A Feminist Critique Double-Standard?

August 5, 2008

I recently finished reading Infidel by Ayaan Hirsi Ali and found her story to be very compelling and well-written.  She makes a feminist critique of Islamic culture based on her own experiences growing-up in Somalia, Saudi Arabia, Ethiopia, and Kenya.  While one could wonder whether the horrible treatment of women that she describes is really inherent in Islam or just in the way Islam is practiced in certain places, she makes a powerful case that anyone interested in progress for women should consider.  Certainly anyone who would read Alice Walker, Toni Morrison, or Naomi Wolf, should add Ayaan Hirsi Ali to their reading list.

But then I wondered — given how often these American feminist authors are on high school recommended reading lists, how many of those lists also include Ayaan Hirsi Ali?

I did a quick Google search for the terms “Infidel,” “high school,” “reading list,” and “Ayaan Hirsi Ali.”  There were 158 entries after duplicates were removed.  Combing through those entries I found four high schools that had Infidel on a recommended reading list. 

I did a similar search, substituting “The Color Purple” as the book and “Alice Walker” as the author.  That yielded 575 entries (without duplicates).  After reviewing the first 158 of those entries I found 49 high school recommended reading lists containing The Color Purple in addition to statewide lists for New York and Florida.  There are also many Google entries describing efforts to ban The Color Purple or remove it from recommended reading lists, but it is clear that those efforts have largely failed.  The Color Purple is widely suggested for high school students to read by school officials.

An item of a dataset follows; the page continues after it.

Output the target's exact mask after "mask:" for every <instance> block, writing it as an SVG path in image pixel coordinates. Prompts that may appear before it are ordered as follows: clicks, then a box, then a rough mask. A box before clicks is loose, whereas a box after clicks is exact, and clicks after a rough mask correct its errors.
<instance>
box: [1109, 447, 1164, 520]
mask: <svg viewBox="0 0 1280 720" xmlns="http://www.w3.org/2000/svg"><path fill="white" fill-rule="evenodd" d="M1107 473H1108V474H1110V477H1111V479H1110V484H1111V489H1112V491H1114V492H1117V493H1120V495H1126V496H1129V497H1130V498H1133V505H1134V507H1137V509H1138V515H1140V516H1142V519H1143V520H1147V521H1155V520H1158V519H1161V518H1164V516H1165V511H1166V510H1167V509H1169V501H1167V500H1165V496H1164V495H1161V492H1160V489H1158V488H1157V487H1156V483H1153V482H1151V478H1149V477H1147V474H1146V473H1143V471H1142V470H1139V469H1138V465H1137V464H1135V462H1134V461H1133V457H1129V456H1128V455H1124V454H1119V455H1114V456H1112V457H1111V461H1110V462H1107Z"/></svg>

Why is Ayaan Hirsi Ali largely absent from high school reading lists while Alice Walker is so common?  Perhaps the difference is explained by the literary quality.  Walker is read for her literary skill in addition to the themes she addresses, but I somehow doubt that literary quality fully accounts for the difference.  And I should emphasize that Infidel is very well-written.  Her detached, almost clinical tone, helps the reader grasp the horrors she describes.  And Ali writes without anger and with a fair level of sympathy, even for those who treated her very poorly.

Instead, I suspect that at least some of the difference is attributable to the fact that Walker’s feminist critique hits closer to home, while Ali describes issues that are more remote.  In part, this is reasonable because we legitimately have a stronger interest in things that are closer to us.  But in part this seems unreasonable.  If we feature only criticisms of Western treatment of women and neglect accounts of even more horrifying treatment elsewhere, we deprive students of a sense of perspective and proportion.  Students might fail to appreciate the accomplishments and progress of Western civilization because of the inability to compare it to the accomplishments and progress made in other civilizations.

Infidel contains many controversial and disturbing issues.  But so does The Color Purple.  It would be nice if we are willing to address those controversial and disturbing issues even when they don’t occur in our backyard.